Katy Ross Discusses Fast-Developing Landscape for Commercial Drone Regulations
Katy M. Ross, partner in Wiley Rein’s Telecom, Media & Technology Practice, was quoted extensively by Law360 in a November 1 article addressing what communications lawyers should know about regulations for commercial drones, also known as unmanned aircraft systems (UAS).
According to the article, communications attorneys should focus on spectrum allocations, FCC compliance, and rapid changes in UAS regulation. While UAS have typically operated on an unlicensed spectrum, which is not protected from interference, new drone models are designed to travel longer distances and will require their own dedicated spectrum.
“As they’re starting to fly farther away ... even across state lines, they’re going to need their own protected spectrum for command and control,” said Ms. Ross.
Determining spectrum bands appropriate for operating larger UAS that travel longer distances – and how that spectrum is allocated – is still being determined, according to Law360. Mobile carriers are discussing the possibility that their wireless networks could be ideal for carrying command-and-control signals between drones and their operators.
Most commercial mobile radio service bands don’t overtly rule out at-altitude uses, Ms. Ross said, and while mobile carriers take the position that they’re authorized to use many of their spectrum bands for drone connections without additional approvals, “the FCC might be more conservative about that.”
“They already have the infrastructure, and with modifications, it could support drones across the country,” said Ms. Ross. “The question would be whether they can just go ahead and do that today.”
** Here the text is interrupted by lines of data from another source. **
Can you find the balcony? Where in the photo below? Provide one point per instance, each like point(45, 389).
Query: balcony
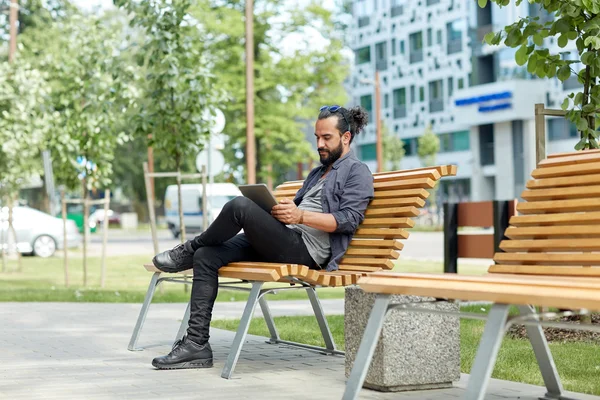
point(381, 65)
point(400, 111)
point(396, 11)
point(416, 56)
point(454, 46)
point(436, 105)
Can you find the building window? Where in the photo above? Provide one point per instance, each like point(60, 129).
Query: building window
point(399, 96)
point(416, 47)
point(436, 96)
point(454, 36)
point(366, 102)
point(561, 129)
point(381, 56)
point(363, 55)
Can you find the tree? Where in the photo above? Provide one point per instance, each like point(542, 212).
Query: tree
point(24, 123)
point(393, 149)
point(291, 83)
point(575, 21)
point(428, 146)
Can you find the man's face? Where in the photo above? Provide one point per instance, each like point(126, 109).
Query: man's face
point(331, 144)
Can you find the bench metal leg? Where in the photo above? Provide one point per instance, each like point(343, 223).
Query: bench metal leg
point(264, 306)
point(240, 335)
point(362, 362)
point(321, 320)
point(154, 282)
point(485, 359)
point(544, 358)
point(184, 323)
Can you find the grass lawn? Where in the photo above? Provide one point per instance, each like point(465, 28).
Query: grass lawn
point(127, 281)
point(578, 363)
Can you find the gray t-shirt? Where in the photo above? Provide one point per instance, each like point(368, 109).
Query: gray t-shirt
point(316, 241)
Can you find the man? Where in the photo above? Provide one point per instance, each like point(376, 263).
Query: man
point(314, 230)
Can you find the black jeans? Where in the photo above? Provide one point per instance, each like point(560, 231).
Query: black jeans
point(264, 239)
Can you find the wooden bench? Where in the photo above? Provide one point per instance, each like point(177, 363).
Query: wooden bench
point(550, 257)
point(375, 246)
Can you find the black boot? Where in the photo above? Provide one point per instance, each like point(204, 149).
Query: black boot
point(186, 354)
point(178, 259)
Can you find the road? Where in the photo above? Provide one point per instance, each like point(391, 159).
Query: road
point(420, 245)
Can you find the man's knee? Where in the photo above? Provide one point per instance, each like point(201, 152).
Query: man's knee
point(239, 203)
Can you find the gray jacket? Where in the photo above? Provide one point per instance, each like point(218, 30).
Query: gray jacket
point(347, 192)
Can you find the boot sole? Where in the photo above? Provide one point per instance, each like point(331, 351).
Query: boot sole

There’s also an emerging counter-drone technology, which could essentially jam drone communications over certain properties if an owner doesn’t want unmanned aerial vehicles flying near their property, according to Law360.
Signal-jamming, however, is illegal and runs afoul of both FCC and Federal Aviation Administration rules, Ms. Ross pointed out. “I don’t know [that] this message has been received by the drone jamming startup community,” she said.